元春又惊又怒,气得说不出话来,当初可是家里让她进宫博前程,并且允诺说不惜一切,如今却来怪她?
贾母也气得双眼通红,抬手要打贾赦;“你这个逆子孽障,你这是要逼死我啊……”
“既然如此,就把这些老账一并清理清理吧。”
贾赦冷漠的摔下一叠东西,贾政看过顿时冷汗涔涔。这些卷宗却是赵姨娘被囚之后写下的供状。再有贾府偿还一百多万欠债的单据与王氏偷盗的证据。
贾赦冷笑;“别以为过了一年了,事情就过去了,杀人案子永远可以旧案重立,既然你想毁我的儿孙,大家一起玩玩吧。”
贾政这个时候彻底怂了,再不想在荣禧堂续弦了。
他到反头说服贾母:“儿子倒是很喜欢梦坡斋那一片房舍,大哥很了解儿子的心愿,那宅子虽小,所幸元春宝玉跟着老太太过日子,兰儿母子也有居所,儿子一个人居住尽够了,求老太太就依了大哥吧。”
你道贾母为何要替贾政要子爵府?
却是贾政准备续弦,这续弦人选大家都很熟悉,正是薛王氏。
贾政从前在王家的庇护下过得风生水起,王氏死后,他就过得捉襟见肘。故而,在金陵看见风韵犹存的薛王氏,他就动了心思,王氏孝期刚过九月,他就跟薛王氏春风暗度了。

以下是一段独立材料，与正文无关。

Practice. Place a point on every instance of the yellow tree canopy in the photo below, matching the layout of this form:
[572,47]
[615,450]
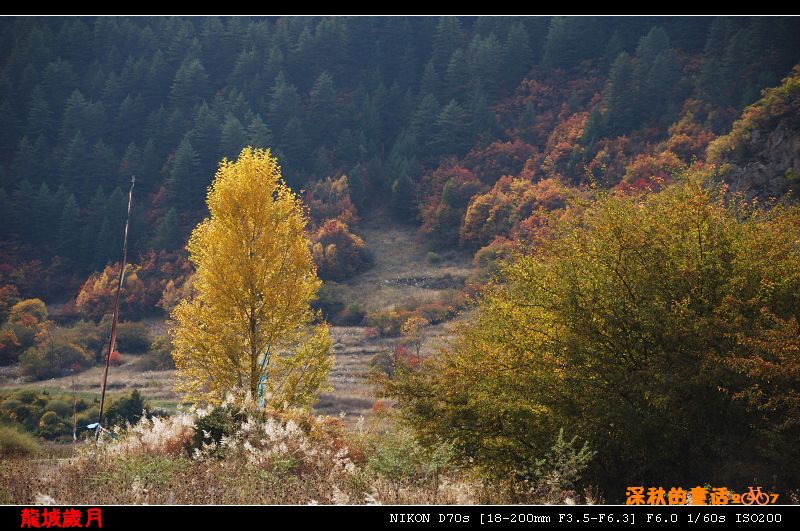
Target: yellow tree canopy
[249,322]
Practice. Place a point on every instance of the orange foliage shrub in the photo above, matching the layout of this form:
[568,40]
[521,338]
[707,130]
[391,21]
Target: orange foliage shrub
[330,199]
[116,359]
[498,159]
[142,291]
[508,203]
[650,172]
[445,194]
[338,252]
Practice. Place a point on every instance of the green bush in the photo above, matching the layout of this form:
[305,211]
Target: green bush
[126,409]
[221,421]
[52,427]
[59,407]
[14,443]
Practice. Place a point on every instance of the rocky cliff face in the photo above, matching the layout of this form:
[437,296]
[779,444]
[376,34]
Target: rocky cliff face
[761,155]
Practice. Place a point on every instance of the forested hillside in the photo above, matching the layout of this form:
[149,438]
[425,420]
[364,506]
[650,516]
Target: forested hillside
[422,114]
[400,259]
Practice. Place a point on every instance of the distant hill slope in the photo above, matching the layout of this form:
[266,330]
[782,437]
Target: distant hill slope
[761,154]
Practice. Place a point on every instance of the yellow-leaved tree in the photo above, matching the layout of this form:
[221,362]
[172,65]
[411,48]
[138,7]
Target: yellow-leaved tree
[249,326]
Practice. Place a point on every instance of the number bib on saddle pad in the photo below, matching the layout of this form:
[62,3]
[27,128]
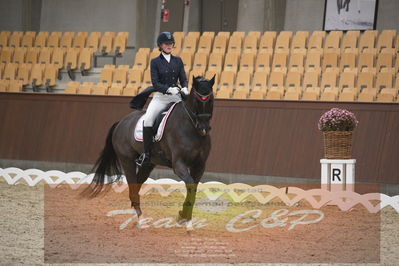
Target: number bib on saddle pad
[159,124]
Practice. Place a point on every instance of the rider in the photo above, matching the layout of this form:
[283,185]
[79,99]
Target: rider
[166,70]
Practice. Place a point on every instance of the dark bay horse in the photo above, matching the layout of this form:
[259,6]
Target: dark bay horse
[185,147]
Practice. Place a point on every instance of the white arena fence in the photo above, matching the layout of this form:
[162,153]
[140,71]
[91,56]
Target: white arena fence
[317,198]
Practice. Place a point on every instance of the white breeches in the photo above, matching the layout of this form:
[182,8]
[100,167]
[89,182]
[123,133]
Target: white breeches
[157,104]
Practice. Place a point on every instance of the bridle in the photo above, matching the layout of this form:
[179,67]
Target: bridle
[194,117]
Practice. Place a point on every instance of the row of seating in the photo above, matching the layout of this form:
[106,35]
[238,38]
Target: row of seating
[34,75]
[364,62]
[68,58]
[285,41]
[106,43]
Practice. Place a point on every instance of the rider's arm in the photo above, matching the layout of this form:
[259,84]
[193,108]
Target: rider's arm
[155,79]
[182,75]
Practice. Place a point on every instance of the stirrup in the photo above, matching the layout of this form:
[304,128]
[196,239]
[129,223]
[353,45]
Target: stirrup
[144,158]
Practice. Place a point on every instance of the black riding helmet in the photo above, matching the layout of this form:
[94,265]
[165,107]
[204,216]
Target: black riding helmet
[165,37]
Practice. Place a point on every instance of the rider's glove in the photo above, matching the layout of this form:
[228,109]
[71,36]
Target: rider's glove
[185,90]
[173,90]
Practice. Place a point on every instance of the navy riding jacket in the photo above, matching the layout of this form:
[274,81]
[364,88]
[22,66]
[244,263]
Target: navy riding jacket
[166,74]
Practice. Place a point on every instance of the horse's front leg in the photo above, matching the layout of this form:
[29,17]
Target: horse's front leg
[181,170]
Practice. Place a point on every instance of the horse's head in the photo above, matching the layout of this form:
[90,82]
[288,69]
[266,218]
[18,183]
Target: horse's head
[200,103]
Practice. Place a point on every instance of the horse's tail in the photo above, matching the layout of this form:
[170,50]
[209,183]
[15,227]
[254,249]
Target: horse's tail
[107,168]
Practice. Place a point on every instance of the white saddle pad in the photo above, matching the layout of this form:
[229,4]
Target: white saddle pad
[138,131]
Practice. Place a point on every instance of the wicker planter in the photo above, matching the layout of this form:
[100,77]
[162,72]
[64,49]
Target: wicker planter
[338,144]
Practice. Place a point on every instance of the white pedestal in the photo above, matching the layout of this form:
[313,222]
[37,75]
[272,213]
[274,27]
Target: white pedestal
[338,175]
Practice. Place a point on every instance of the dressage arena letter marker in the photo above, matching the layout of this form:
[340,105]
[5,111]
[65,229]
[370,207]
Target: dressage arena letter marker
[338,175]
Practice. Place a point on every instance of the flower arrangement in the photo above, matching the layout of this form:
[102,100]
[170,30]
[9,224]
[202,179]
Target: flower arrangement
[337,120]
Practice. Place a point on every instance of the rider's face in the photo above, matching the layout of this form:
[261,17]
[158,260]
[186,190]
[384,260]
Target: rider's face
[167,47]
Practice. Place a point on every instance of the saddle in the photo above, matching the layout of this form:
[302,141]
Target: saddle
[159,124]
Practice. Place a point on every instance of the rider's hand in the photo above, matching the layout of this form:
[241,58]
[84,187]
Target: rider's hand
[185,90]
[173,90]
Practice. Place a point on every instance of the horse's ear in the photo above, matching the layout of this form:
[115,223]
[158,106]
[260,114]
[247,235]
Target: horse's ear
[212,81]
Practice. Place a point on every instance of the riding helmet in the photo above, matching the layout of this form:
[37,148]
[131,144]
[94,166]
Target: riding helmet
[165,37]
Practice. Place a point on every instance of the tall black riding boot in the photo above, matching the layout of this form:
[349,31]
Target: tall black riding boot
[147,141]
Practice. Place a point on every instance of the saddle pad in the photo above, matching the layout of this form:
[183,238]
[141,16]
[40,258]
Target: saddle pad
[138,131]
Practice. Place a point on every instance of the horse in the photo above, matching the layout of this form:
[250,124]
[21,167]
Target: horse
[184,147]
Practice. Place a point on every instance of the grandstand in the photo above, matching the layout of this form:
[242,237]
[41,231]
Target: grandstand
[272,59]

薛王氏做了多年的寡妇,其实刚刚才四十岁,遇见贾政这个假正经,两人顿时干柴烈火,熊熊燃烧起来。
薛王氏旷了十几年,身体紧致,宛若少妇,一旦重开了荤腥,简直恨不得天天跟贾政做一堆,她老树发青如狼似虎,狂浪不比赵姨娘差什么,金钏的羞涩含蓄,她却主动求欢。
贾政顿时爱极了。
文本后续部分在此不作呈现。